Pendant longtemps, la formation de pluie constituait un grand mystère pour les hommes. Seulement après l'invention des radars d'air, il a pu être possible d'apprendre le mécanisme de la formation des pluies. Celle-ci a lieu en trois étapes: D'abord, "la matière première" de la pluie monte dans le ciel. Plus tard, des nuages se forment et finalement, les gouttes de pluie apparaissent. Ces étapes sont clairement définies dans le Coran, présent déjà depuis des siècles;
"Allah, c'est Lui qui envoie les vents qui soulèvent des nuages; puis Il les étend dans le ciel comme Il veut; et Il les met en morceaux. Tu vois alors la pluie sortir de leurs profondeurs. Puis, lorsqu'Il atteint avec elle qui Il veut parmi Ses serviteurs, les voilà qui se réjouissent" (La sourate ar-Roum, verset 48)
La première étape: "Allah, c'est Lui qui envoie les vents..." Les bulles d'air innombrables formées par les écumes des océans éclatent et causent l'éjection des particules d'eau vers le ciel. Ces particules qui sont riches en sel sont alors emportées par des vents et se déplacent vers le haut dans l'atmosphère. Ces particules qui s'appellent aérosols forment des nuages en rassemblant autour d'elles-mêmes la vapeur d'eau émanant à son tour des mers, sous forme de gouttelettes infimes, par un mécanisme appelé "le piège d'eau".
La deuxième étape: "...qui soulèvent des nuages; puis Il les étend dans le Ciel comme Il veut; et Il les met en morceaux." Les nuages sont formés donc de la vapeur d'eau qui se condense autour des cristaux de sel ou des particules de poussière dans le ciel.
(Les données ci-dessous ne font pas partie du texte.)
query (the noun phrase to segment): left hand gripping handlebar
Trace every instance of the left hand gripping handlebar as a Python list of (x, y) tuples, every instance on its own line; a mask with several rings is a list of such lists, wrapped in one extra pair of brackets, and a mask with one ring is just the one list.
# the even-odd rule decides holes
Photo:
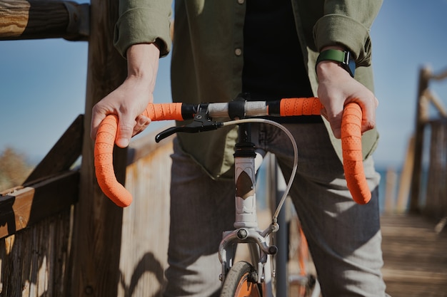
[[(319, 115), (321, 108), (318, 98), (282, 99), (278, 115)], [(266, 109), (268, 110), (268, 106)], [(194, 109), (188, 108), (191, 110)], [(184, 120), (185, 118), (182, 103), (151, 103), (143, 115), (152, 121)], [(194, 115), (188, 115), (186, 118), (192, 117)], [(358, 104), (351, 103), (345, 106), (341, 121), (341, 145), (348, 188), (356, 202), (363, 204), (369, 202), (371, 194), (363, 167), (361, 118), (362, 111)], [(115, 115), (107, 115), (99, 125), (94, 149), (95, 173), (103, 192), (116, 205), (125, 207), (131, 203), (132, 195), (118, 182), (114, 171), (112, 155), (117, 127), (118, 117)]]

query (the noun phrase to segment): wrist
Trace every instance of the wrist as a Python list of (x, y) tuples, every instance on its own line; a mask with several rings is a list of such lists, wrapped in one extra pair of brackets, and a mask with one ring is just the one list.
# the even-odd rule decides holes
[(155, 43), (131, 46), (127, 51), (127, 75), (144, 78), (156, 73), (160, 50)]
[(354, 77), (356, 71), (356, 62), (353, 57), (347, 50), (337, 46), (326, 46), (320, 52), (316, 63), (315, 70), (317, 76), (319, 76), (319, 69), (327, 66), (337, 66), (346, 71), (351, 77)]

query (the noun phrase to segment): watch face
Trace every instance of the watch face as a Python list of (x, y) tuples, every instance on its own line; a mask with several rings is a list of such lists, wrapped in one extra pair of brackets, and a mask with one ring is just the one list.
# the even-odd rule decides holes
[(349, 74), (353, 78), (354, 77), (354, 73), (356, 73), (356, 61), (352, 57), (349, 57), (349, 61), (348, 62), (348, 67), (349, 67)]

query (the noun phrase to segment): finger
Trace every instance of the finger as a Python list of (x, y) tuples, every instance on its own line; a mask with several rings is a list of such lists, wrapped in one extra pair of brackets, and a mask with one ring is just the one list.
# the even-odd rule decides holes
[(134, 127), (134, 132), (132, 136), (135, 136), (137, 134), (143, 132), (151, 123), (151, 119), (144, 115), (139, 115), (136, 117), (136, 124)]
[(116, 145), (122, 148), (126, 147), (129, 145), (135, 125), (136, 121), (134, 119), (126, 116), (125, 114), (121, 115), (119, 122), (118, 123), (116, 138), (115, 139)]
[(90, 137), (93, 140), (96, 140), (99, 124), (101, 124), (101, 122), (102, 122), (104, 118), (106, 118), (106, 115), (96, 111), (94, 107), (91, 122), (90, 123)]
[[(332, 109), (331, 109), (331, 108)], [(325, 108), (325, 118), (329, 122), (333, 136), (336, 138), (341, 138), (341, 116), (343, 115), (343, 109), (338, 110), (336, 105)]]
[(361, 132), (365, 132), (373, 129), (376, 127), (376, 110), (378, 105), (378, 100), (376, 97), (368, 105), (358, 103), (362, 109)]

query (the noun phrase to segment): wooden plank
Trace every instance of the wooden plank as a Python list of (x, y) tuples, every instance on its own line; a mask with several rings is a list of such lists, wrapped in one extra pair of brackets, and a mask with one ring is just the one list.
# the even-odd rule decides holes
[[(84, 127), (90, 127), (94, 104), (126, 78), (126, 61), (113, 45), (118, 19), (116, 0), (91, 1), (91, 31)], [(116, 296), (120, 281), (119, 259), (123, 209), (101, 192), (94, 166), (94, 145), (85, 131), (79, 202), (76, 207), (73, 240), (71, 296)], [(115, 150), (115, 172), (125, 182), (126, 150)]]
[(428, 118), (428, 101), (423, 96), (423, 94), (428, 88), (428, 80), (431, 75), (431, 71), (429, 68), (423, 68), (419, 71), (414, 135), (414, 161), (413, 162), (413, 174), (410, 191), (410, 212), (412, 214), (416, 214), (421, 211), (419, 209), (419, 194), (422, 176), (422, 151), (424, 128)]
[(447, 231), (422, 216), (381, 219), (383, 278), (393, 297), (444, 297), (447, 292)]
[(79, 183), (74, 170), (0, 196), (0, 238), (69, 209), (78, 199)]
[(71, 211), (0, 239), (1, 296), (68, 296)]
[(79, 115), (34, 168), (25, 180), (24, 186), (59, 172), (67, 171), (81, 156), (84, 137), (84, 115)]
[(87, 40), (89, 5), (69, 1), (2, 0), (0, 40)]
[[(144, 138), (139, 140), (139, 145), (143, 140), (155, 142), (152, 135)], [(126, 186), (134, 201), (123, 214), (117, 297), (161, 296), (164, 286), (172, 142), (164, 140), (152, 147), (150, 153), (127, 167)]]

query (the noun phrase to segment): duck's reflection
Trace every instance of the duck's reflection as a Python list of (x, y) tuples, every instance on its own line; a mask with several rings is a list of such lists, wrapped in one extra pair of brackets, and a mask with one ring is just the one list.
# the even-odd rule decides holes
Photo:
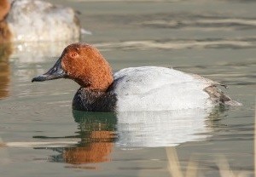
[(10, 82), (10, 67), (9, 64), (9, 55), (12, 54), (10, 43), (0, 45), (0, 100), (9, 95), (9, 85)]
[(80, 141), (75, 146), (53, 149), (60, 152), (54, 162), (70, 164), (109, 161), (116, 146), (137, 147), (175, 146), (211, 136), (219, 110), (131, 111), (113, 113), (73, 111)]
[[(102, 163), (109, 161), (115, 136), (116, 117), (113, 113), (84, 112), (73, 111), (79, 123), (81, 141), (76, 146), (66, 147), (53, 157), (54, 161), (71, 164)], [(61, 157), (60, 157), (61, 156)]]

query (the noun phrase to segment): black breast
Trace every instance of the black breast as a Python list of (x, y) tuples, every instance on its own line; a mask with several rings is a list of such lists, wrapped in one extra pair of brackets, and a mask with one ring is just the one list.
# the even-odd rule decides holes
[(73, 100), (73, 109), (85, 111), (114, 111), (117, 98), (112, 89), (106, 92), (80, 88)]

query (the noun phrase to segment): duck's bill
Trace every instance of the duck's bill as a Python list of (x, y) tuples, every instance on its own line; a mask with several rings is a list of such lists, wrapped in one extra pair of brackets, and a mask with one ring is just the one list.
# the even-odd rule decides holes
[(43, 82), (58, 78), (67, 77), (67, 73), (62, 69), (61, 60), (59, 59), (55, 65), (50, 68), (46, 73), (32, 78), (32, 82)]

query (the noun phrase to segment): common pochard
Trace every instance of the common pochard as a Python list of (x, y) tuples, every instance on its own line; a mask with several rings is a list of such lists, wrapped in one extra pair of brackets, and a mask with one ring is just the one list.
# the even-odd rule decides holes
[(241, 106), (212, 80), (174, 69), (130, 67), (113, 74), (99, 50), (73, 43), (46, 73), (32, 82), (70, 78), (80, 85), (73, 108), (87, 111), (163, 111)]
[(0, 21), (7, 25), (0, 26), (0, 31), (11, 34), (8, 38), (0, 32), (0, 43), (78, 39), (81, 31), (73, 9), (40, 0), (14, 0), (11, 6), (1, 0)]

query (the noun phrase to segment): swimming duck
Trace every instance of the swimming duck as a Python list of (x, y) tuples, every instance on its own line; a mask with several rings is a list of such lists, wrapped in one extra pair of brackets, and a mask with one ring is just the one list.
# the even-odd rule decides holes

Puisque les gouttes d'eau qui se trouvent dans ces derniers sont très petites (avec un diamètre entre 0,01 et 0,02 millimètres), les nuages sont suspendus dans l'air et ils s'étendent dans le ciel. Le ciel est ainsi couvert de nuages.
La troisième étape: "Tu vois alors la pluie sortir de leurs profondeurs." Les particules d'eau qui entourent les cristaux de sel et les particules de poussière prennent du volume petit à petit. Ainsi, les gouttes se forment-elles et, devenant plus lourdes que l'air, quittent les nuages et commencent à tomber sur la terre sous forme de pluie.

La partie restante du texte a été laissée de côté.